Slush-Eis gibt es in vielen knalligen Farben, was besonders Kinder anspricht. / © Getty Images/Kalle Aalto
Konkret geht es um Glycerin (E 422), das als Zusatzstoff dafür sorgt, dass die Masse nicht vollständig gefriert. Das Problem: Glycerin senkt ab einer bestimmten Dosis den Hirndruck, hierfür wird es auch therapeutisch eingesetzt. In Studien zeigte sich ein Effekt ab 250 mg pro Kilogramm Körpergewicht. Zu den unerwünschten Wirkungen, die auftreten können, gehören Kopfschmerzen, Benommenheit, Übelkeit, Erbrechen und Durchfall.
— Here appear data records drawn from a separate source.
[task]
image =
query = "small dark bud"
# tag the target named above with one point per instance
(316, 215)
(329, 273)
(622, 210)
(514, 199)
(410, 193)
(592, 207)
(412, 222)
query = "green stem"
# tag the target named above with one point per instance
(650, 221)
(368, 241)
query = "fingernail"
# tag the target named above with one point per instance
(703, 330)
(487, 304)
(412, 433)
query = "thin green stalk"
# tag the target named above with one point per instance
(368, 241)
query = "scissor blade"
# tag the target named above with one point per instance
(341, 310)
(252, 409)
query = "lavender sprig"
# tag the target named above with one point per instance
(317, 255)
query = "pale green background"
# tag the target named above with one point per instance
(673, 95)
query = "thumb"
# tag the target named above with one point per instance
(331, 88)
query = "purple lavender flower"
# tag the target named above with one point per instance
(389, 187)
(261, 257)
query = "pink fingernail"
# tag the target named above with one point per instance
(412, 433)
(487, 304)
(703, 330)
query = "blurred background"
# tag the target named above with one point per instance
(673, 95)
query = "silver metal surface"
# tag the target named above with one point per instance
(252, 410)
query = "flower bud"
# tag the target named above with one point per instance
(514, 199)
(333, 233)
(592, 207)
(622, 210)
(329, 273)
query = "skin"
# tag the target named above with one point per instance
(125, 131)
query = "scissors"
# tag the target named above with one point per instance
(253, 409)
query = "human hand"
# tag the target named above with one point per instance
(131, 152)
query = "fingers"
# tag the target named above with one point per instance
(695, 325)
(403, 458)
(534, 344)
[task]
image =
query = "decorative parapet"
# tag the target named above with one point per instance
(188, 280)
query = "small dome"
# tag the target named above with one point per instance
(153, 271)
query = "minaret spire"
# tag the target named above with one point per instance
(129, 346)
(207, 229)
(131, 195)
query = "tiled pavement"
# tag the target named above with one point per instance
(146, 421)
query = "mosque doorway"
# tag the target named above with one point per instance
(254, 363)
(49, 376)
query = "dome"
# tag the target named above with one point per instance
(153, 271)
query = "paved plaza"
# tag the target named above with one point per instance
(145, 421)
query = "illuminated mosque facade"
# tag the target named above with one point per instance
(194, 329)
Wie wahrscheinlich gesundheitliche Folgen durch das Essen von Slush-Eis sind, lässt sich nicht pauschal sagen. Denn nicht jedes Slush-Eis enthält gleich viel Glycerin, auch Verzehrmenge und Körpergewicht spielen laut BfR eine Rolle.
Welche Erkenntnisse es aber gibt:
Das BfR hat im Februar 2025 Messwerte von Glycerin-Gehalten in 62 Slush-Eis-Getränken gesundheitlich bewertet. Für eine Berechnung nahm die Behörde an, dass ein Kind (5 Jahre alt, 20 Kilogramm Körpergewicht) Slush-Eis trinkt, das die mittlere gemessene Glycerin-Menge enthält. In diesem Fall reichen bereits knapp 200 Milliliter Slush-Eis aus, um die »therapeutisch wirksame Dosis« von 250 Milligramm Glycerin pro Kilogramm Körpergewicht zu erreichen.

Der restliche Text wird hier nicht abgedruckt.